On peut prendre, si vous préférez, l'exemple intermédiaire de « courriel ». Allez-vous saisir le prétexte que « e-mail » est plus universellement compris ou utilisé, pour choisir de l'enseigner à la place de « courriel » ? Le faire, c'est mettre l'élève étranger dans la situation suivante : ayant appris à désigner ce type de courrier en français par un mot anglais, il sera, dans la pratique effective de la langue, très rapidement confronté à un mot français qu'il ne connaîtra pas et qu'il devra donc apprendre, là où il saura nommer l'objet en anglais à la place. Et il le fera au besoin grâce à votre enseignement, s'il ignorait auparavant ce terme anglais. Admettez tout de même que ce n'est pas à vous à pallier dans un cours de français aux éventuels déficits en anglais de vos élèves, et ce, par dessus le marché, au dépens du français !
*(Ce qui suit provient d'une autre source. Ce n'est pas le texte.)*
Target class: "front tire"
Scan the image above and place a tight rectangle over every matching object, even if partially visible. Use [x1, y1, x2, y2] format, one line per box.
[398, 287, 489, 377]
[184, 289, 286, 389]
C'est le monde renversé ! Il est normal d'enseigner le mot français, et de laisser l'élève découvrir que les Français, souvent, utilisent le mot anglais à la place. Je dirais même plus, il n'y a aucune raison pour lui apprendre simultanément les deux mots : le mot « e-mail » n'est pas un autre mot français pour « courriel » : c'est, encore une fois, un mot anglais souvent utilisé en français pour désigner la même chose. En tant que professeur de français, il me semble qu'il vous revient naturellement de ne pas œuvrer en faveur de l'anglais pour, dans cette concurrence de deux termes, participer - tant soit peu - à faire triompher « e-mail » contre le terme français, a fortiori lorsque ce dernier connaît un usage non négligeable comme c'est le cas.

Cela s'applique exactement de la même manière au cas de «mercatique» dans le cadre de l'enseignement du français des affaires à des étrangers, car, dans ce domaine, tout professionnel connaît et comprend le terme « mercatique », même s'il ne l'utilise pas nécessairement. L'élève découvrira ensuite par lui-même que les Français utilisent souvent le terme « marketing » à la place, terme qu'en principe, du fait même de la spécialité, il connaît déjà et qui ne sera donc à l'origine d'aucune difficulté.